Presented by: Feng Qin (The Ohio State University)

Date: Tuesday 12th June 2018 - 09:30

Venue: School of Electronic and Information Engineering Meeting Room 503

Event Type: Lectures


Crash consistency is an important property for modern storage systems. Unfortunately, it is difficult to be preserved in the complex storage stack. At the higher layer of the stack, applications enable users to perform various functions and to accomplish different tasks. Furthermore, the middle layers including databases, file systems, block layers introduce all kinds of optimizations such as caching and journaling. At the lower layer of the stack, the new components such as Solid State Drive (SSD) are often ignored or under-studied in the adverse conditions. Such complexity brings unprecedented challenges to preserve the data consistency of storage systems after crashes.

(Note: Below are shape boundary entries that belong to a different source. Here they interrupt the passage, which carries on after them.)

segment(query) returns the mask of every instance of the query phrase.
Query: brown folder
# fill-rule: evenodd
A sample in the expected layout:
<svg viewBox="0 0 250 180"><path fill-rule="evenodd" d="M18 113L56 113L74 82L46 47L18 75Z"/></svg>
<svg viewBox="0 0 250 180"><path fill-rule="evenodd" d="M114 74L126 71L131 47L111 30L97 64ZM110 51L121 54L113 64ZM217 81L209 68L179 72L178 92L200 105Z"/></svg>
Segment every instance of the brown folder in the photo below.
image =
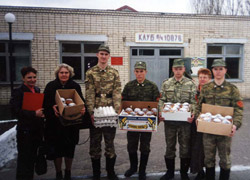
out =
<svg viewBox="0 0 250 180"><path fill-rule="evenodd" d="M25 92L23 95L23 110L36 111L43 107L43 93Z"/></svg>

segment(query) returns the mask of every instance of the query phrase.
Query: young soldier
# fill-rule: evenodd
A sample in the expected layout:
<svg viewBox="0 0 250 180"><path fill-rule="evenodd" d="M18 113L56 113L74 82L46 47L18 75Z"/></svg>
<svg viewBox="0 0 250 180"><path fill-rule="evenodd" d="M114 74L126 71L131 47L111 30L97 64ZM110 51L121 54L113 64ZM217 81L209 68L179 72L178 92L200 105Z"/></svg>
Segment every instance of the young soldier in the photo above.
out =
<svg viewBox="0 0 250 180"><path fill-rule="evenodd" d="M164 102L188 102L193 106L196 103L196 87L191 79L186 78L183 75L185 72L183 59L175 59L172 70L174 73L174 77L169 78L162 84L162 97L159 101L160 118ZM163 120L163 118L161 118L161 120ZM167 144L165 162L167 167L167 173L161 177L161 180L168 180L174 178L176 151L175 146L177 137L180 145L181 179L189 179L187 172L190 163L190 123L192 122L192 120L193 116L191 118L188 118L188 122L165 121L165 139Z"/></svg>
<svg viewBox="0 0 250 180"><path fill-rule="evenodd" d="M147 68L143 61L136 62L134 66L134 74L136 79L128 82L122 92L122 100L124 101L158 101L160 96L158 87L155 83L146 79ZM128 153L130 160L130 168L125 172L124 176L130 177L137 171L138 157L137 149L140 141L141 160L139 167L139 179L146 179L146 166L150 153L151 132L132 132L128 131Z"/></svg>
<svg viewBox="0 0 250 180"><path fill-rule="evenodd" d="M225 80L227 73L226 63L223 59L215 59L212 64L214 81L202 87L197 105L196 116L201 112L202 103L228 106L234 108L233 127L230 136L234 136L236 129L240 128L243 114L243 102L238 88ZM212 134L203 134L205 152L206 179L215 179L216 149L220 157L220 180L228 180L230 176L231 142L232 138Z"/></svg>
<svg viewBox="0 0 250 180"><path fill-rule="evenodd" d="M98 64L86 72L86 104L94 120L94 108L113 106L118 113L121 104L121 82L116 69L108 65L110 50L108 46L101 45L97 53ZM93 179L100 179L101 141L104 136L106 170L108 179L116 180L114 171L116 160L114 138L116 128L102 127L90 129L90 156L92 160Z"/></svg>

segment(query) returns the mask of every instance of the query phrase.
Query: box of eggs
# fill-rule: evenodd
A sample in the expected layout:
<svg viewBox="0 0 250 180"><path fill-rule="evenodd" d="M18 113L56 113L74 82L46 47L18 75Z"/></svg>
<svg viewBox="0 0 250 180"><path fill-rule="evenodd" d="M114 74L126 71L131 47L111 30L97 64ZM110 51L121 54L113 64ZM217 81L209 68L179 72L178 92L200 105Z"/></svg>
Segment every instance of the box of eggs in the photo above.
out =
<svg viewBox="0 0 250 180"><path fill-rule="evenodd" d="M117 127L118 115L112 106L98 107L94 109L94 126Z"/></svg>
<svg viewBox="0 0 250 180"><path fill-rule="evenodd" d="M197 119L197 131L229 136L232 131L233 112L232 107L202 104L202 111Z"/></svg>
<svg viewBox="0 0 250 180"><path fill-rule="evenodd" d="M125 131L156 132L158 102L122 101L119 128Z"/></svg>
<svg viewBox="0 0 250 180"><path fill-rule="evenodd" d="M81 117L84 102L75 89L56 90L55 100L63 119L73 121Z"/></svg>
<svg viewBox="0 0 250 180"><path fill-rule="evenodd" d="M161 115L166 121L187 121L191 117L190 104L166 102Z"/></svg>

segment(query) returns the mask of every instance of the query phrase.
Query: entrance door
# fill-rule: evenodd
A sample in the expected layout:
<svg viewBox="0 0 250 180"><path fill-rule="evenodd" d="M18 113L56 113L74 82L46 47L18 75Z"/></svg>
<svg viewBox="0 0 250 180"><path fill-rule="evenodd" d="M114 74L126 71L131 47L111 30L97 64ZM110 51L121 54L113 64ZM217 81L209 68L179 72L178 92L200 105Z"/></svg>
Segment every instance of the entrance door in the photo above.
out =
<svg viewBox="0 0 250 180"><path fill-rule="evenodd" d="M183 48L133 48L130 54L130 80L135 79L134 65L136 61L147 63L146 78L161 88L162 82L169 78L173 60L183 57Z"/></svg>

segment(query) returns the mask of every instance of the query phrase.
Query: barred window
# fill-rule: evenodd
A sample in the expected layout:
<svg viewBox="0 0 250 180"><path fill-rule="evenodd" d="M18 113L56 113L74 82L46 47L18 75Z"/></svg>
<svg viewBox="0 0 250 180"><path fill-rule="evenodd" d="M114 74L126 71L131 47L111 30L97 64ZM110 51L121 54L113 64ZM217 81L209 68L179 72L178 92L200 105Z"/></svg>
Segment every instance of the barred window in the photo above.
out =
<svg viewBox="0 0 250 180"><path fill-rule="evenodd" d="M224 59L227 64L226 79L242 80L243 45L241 44L208 44L207 68L212 69L214 59Z"/></svg>
<svg viewBox="0 0 250 180"><path fill-rule="evenodd" d="M98 63L97 49L101 42L61 42L61 62L74 68L75 80L84 80L86 71Z"/></svg>
<svg viewBox="0 0 250 180"><path fill-rule="evenodd" d="M20 73L24 66L31 65L31 52L29 41L13 41L13 80L21 82L22 75ZM0 41L0 83L5 84L10 82L10 65L9 65L9 43L8 41Z"/></svg>

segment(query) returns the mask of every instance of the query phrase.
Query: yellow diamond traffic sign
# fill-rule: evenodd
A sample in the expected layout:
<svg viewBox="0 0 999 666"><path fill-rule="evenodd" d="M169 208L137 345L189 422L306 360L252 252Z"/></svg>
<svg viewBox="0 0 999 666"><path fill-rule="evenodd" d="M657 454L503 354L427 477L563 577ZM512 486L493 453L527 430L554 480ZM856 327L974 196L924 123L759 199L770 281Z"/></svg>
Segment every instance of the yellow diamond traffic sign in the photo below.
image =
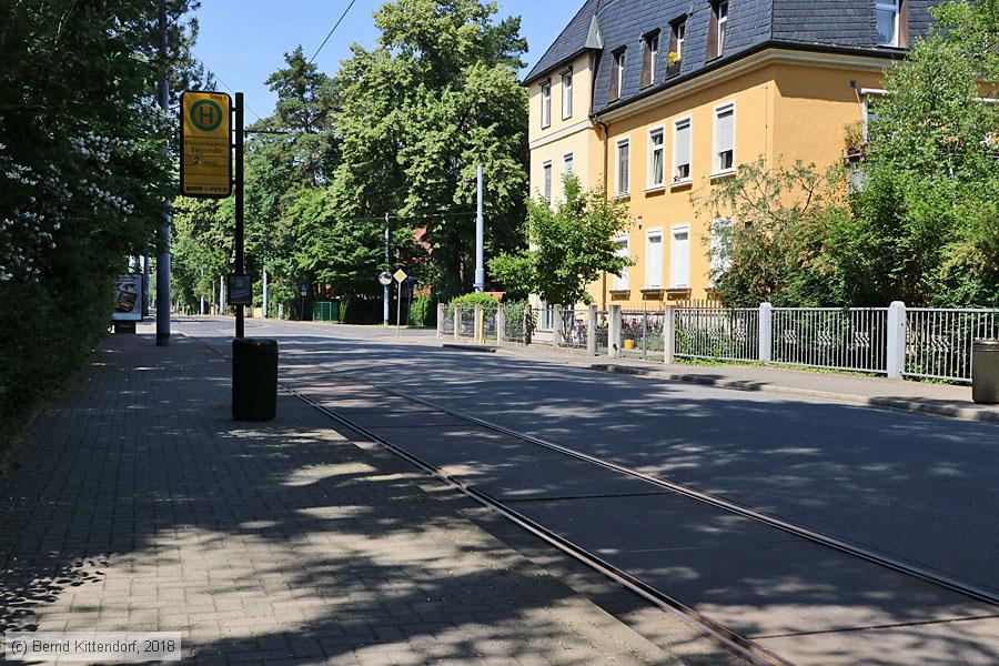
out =
<svg viewBox="0 0 999 666"><path fill-rule="evenodd" d="M181 95L181 194L225 199L232 194L232 99L224 92Z"/></svg>

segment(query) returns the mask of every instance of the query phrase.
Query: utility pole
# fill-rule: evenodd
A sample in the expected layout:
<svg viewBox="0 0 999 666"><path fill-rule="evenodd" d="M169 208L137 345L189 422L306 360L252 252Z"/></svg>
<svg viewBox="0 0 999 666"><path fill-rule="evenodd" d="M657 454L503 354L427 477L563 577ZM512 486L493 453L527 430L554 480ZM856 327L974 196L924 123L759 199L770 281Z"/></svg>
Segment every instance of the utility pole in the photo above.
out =
<svg viewBox="0 0 999 666"><path fill-rule="evenodd" d="M160 108L170 112L170 83L167 81L167 0L160 0ZM163 147L164 152L170 152ZM157 248L157 346L170 346L170 201L163 202L160 221L160 242Z"/></svg>
<svg viewBox="0 0 999 666"><path fill-rule="evenodd" d="M386 212L385 213L385 266L386 266L385 270L391 272L392 266L389 265L389 261L390 261L390 259L389 259L389 213ZM382 307L382 315L383 315L382 323L385 326L389 325L389 299L391 297L389 294L390 294L389 285L386 284L382 291L382 299L384 300L384 306Z"/></svg>
<svg viewBox="0 0 999 666"><path fill-rule="evenodd" d="M485 290L485 221L482 216L482 164L476 170L476 190L478 206L475 214L475 293Z"/></svg>
<svg viewBox="0 0 999 666"><path fill-rule="evenodd" d="M264 269L264 319L268 319L268 270Z"/></svg>
<svg viewBox="0 0 999 666"><path fill-rule="evenodd" d="M245 273L245 251L243 242L243 93L236 93L236 127L235 127L235 250L236 275L242 278ZM246 323L243 319L243 305L236 305L236 337L242 339L246 332Z"/></svg>

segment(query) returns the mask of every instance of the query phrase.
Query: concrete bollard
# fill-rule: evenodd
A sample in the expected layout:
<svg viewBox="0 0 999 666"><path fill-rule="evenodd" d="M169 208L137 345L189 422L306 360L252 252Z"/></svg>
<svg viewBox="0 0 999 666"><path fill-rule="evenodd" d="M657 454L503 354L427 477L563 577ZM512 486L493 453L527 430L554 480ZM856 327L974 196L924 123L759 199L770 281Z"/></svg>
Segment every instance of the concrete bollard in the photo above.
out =
<svg viewBox="0 0 999 666"><path fill-rule="evenodd" d="M607 355L617 359L620 355L620 305L610 306L610 322L607 329Z"/></svg>
<svg viewBox="0 0 999 666"><path fill-rule="evenodd" d="M676 306L667 305L663 316L663 362L672 365L676 354Z"/></svg>
<svg viewBox="0 0 999 666"><path fill-rule="evenodd" d="M586 353L596 356L597 311L596 305L591 305L586 313Z"/></svg>

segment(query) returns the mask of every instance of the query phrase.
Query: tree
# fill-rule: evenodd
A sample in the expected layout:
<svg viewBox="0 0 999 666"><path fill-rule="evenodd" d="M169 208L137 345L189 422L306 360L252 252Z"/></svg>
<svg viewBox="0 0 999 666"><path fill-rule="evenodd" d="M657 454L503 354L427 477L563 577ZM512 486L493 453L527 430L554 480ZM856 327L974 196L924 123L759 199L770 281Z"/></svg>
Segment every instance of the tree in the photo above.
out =
<svg viewBox="0 0 999 666"><path fill-rule="evenodd" d="M888 70L854 198L858 296L999 304L999 2L957 1Z"/></svg>
<svg viewBox="0 0 999 666"><path fill-rule="evenodd" d="M731 307L848 302L837 244L849 219L845 173L760 159L692 195L712 222L712 282Z"/></svg>
<svg viewBox="0 0 999 666"><path fill-rule="evenodd" d="M565 201L554 210L544 199L528 201L529 249L496 256L490 270L508 291L574 305L589 302L586 287L603 271L619 274L630 265L614 241L630 219L626 205L608 201L601 188L584 191L572 173L564 183Z"/></svg>
<svg viewBox="0 0 999 666"><path fill-rule="evenodd" d="M198 70L188 6L169 8L173 71ZM0 428L89 357L175 186L155 18L138 0L0 3Z"/></svg>
<svg viewBox="0 0 999 666"><path fill-rule="evenodd" d="M471 282L478 163L487 251L523 243L527 99L517 69L526 43L519 19L497 23L495 13L477 0L386 3L374 16L379 47L354 46L337 77L343 159L333 208L342 220L387 212L410 238L423 230L433 263L422 278L445 294Z"/></svg>

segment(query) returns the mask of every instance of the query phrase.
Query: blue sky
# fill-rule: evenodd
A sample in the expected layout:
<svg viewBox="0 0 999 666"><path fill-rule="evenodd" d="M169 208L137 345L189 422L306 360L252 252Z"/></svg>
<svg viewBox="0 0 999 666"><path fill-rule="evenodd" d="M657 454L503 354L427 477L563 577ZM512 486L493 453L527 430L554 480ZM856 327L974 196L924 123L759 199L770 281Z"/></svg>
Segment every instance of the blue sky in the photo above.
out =
<svg viewBox="0 0 999 666"><path fill-rule="evenodd" d="M320 69L334 73L357 42L373 47L377 37L372 12L384 0L356 0L343 23L316 58ZM215 72L220 88L246 93L246 120L268 115L275 97L264 80L283 63L285 51L302 44L312 56L350 0L202 0L201 34L195 56ZM531 48L524 58L534 64L582 7L583 0L501 0L500 16L519 14L521 33ZM224 84L223 84L224 83Z"/></svg>

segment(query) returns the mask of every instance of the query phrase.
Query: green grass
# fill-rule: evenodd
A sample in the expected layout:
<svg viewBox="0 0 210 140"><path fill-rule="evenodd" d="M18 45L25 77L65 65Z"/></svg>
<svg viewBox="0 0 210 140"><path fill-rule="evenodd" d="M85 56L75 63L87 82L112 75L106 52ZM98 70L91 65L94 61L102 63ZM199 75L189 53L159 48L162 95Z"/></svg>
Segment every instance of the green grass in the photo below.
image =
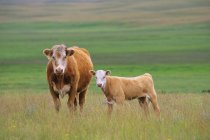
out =
<svg viewBox="0 0 210 140"><path fill-rule="evenodd" d="M19 2L0 1L0 139L210 139L208 0ZM42 50L61 43L88 49L95 70L151 73L161 119L131 101L109 120L94 78L82 114L67 97L56 114Z"/></svg>
<svg viewBox="0 0 210 140"><path fill-rule="evenodd" d="M159 94L161 118L146 118L137 101L114 106L111 119L103 96L89 94L84 112L69 114L66 99L57 114L51 97L25 93L0 96L0 139L209 139L209 94ZM170 104L169 104L170 103Z"/></svg>

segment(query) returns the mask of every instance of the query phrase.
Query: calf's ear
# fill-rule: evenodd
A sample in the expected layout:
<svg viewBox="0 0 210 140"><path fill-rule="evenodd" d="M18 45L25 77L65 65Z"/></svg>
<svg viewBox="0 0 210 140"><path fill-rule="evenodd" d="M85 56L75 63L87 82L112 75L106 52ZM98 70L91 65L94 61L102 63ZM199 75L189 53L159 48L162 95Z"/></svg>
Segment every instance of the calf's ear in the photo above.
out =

In this talk, I will mainly present our recent work on checking crash consistency of databases and applications. In particular, our framework for torturing databases include carefully-crafted workloads to exercise the ACID guarantees, a record/replay subsystem to allow the controlled injection of simulated power faults, a ranking algorithm to prioritize where to fault based on our experience, and a multi-layer tracer to diagnose root causes. Unlike databases, applications provide various functions to users, requiring non-trivial manual efforts of specifying checking scripts and workloads. To address this key challenge, our proposed approach C3 automatically generates the testing oracle and checking scripts to make the entire validation process as easy as pressing a single button.